Déjà un symptôme assez grave du peu de confiance qu’a la foule dans la salutaire sévérité de la justice : le criminel pris en flagrant délit est souvent lynché ou à demi lynché. C’est qu’on sait que, s’il n’est pas puni immédiatement, il a de grandes chances pour ne jamais l’être.

— Mais cette même foule, sous forme de jury, est souvent, presque toujours, bien indulgente.

— Oui parce qu’entre le crime et la session d’assises il se passe six mois, et que ce qui émeut la foule au moment du crime c’est le malheur de la victime, au moment des assises c’est le malheur de l’accusé. Mais il reste que l’habitude du lynchage accuse formellement d’excès d’indulgence et les magistrats et le jury.


Le clergé lui-même, beaucoup plus attaché à ses traditions que tout ordre de l’État, se démocratise aussi, en ce sens que, professeur de dogme et professeur de mystères, il n’enseigne plus que la morale. Il veut par là se rapprocher des humbles et, en s’en rapprochant, avoir prise sur eux. Évidemment il n’a pas tout le tort. Seulement, en négligeant le dogme et l’interprétation des mystères, il cesse d’être un corps savant et d’imposer à titre de corps savant ; et, d’autre part, il s’assimile et s’égale au premier philosophe venu, qui enseigne la morale, qui l’explique, qui l’illustre d’exemples, même sacrés, tout aussi bien qu’un prêtre peut faire ; et il amène le peuple à se dire : « Qu’ai-je besoin des prêtres, puisque les professeurs de morale me suffisent ? »

Cet américanisme n’est pas très dangereux et même n’est pas très mauvais en Amérique où il y a très peu de professeurs laïques de morale ; il est un très grand danger en France, en Italie, en Belgique, où les professeurs laïques de morale ne manquent pas.

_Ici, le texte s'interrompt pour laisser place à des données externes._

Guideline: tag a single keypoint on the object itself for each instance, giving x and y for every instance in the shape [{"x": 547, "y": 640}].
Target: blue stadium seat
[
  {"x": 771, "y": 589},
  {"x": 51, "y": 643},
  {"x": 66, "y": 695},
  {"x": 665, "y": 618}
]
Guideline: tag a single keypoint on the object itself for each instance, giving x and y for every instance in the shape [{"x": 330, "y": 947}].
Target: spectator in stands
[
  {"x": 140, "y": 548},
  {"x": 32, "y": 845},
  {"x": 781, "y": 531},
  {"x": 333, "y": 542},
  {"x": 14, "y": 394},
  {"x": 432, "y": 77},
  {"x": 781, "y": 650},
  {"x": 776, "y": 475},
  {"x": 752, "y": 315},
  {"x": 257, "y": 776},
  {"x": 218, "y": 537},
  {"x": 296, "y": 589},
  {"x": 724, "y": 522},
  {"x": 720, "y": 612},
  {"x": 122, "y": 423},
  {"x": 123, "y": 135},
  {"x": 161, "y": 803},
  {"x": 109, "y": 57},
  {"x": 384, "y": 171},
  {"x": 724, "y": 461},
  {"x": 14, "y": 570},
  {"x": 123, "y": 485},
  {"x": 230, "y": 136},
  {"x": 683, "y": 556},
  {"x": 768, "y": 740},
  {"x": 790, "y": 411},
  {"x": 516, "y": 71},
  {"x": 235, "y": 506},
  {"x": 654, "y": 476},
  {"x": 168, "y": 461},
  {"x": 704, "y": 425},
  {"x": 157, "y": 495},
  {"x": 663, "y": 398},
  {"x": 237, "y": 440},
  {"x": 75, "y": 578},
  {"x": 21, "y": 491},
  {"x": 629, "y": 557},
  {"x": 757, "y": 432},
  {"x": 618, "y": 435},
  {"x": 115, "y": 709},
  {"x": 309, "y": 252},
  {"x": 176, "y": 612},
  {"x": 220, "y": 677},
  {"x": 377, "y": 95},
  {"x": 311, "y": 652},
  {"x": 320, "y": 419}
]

Dans toutes les professions, du reste, le vice radical est celui-ci : croire que l’habileté et l’adresse sont incomparablement supérieures à la connaissance, que le savoir-faire l’emporte infiniment sur le savoir. Ceux qui exercent la profession le croient, ceux qui font appel à cette profession ne sont pas effrayés de ce que ceux qui exercent la profession le croient. Et ainsi s’établit précisément cette égalité réelle à laquelle tend instinctivement la démocratie. Elle ne respecte pas les compétences ; mais aussi elle n’aura plus longtemps à les respecter ; car justement elles s’effacent et ne tarderont pas à disparaître et il n’y aura plus guère de différence entre un plaideur et un juge, entre le fidèle et son prêtre, entre le malade et le médecin. Le mépris des compétences détruit peu à peu les compétences et les compétences, en se renonçant, vont au-devant du mépris que l’on fait d’elles. On finira par n’être que trop d’accord.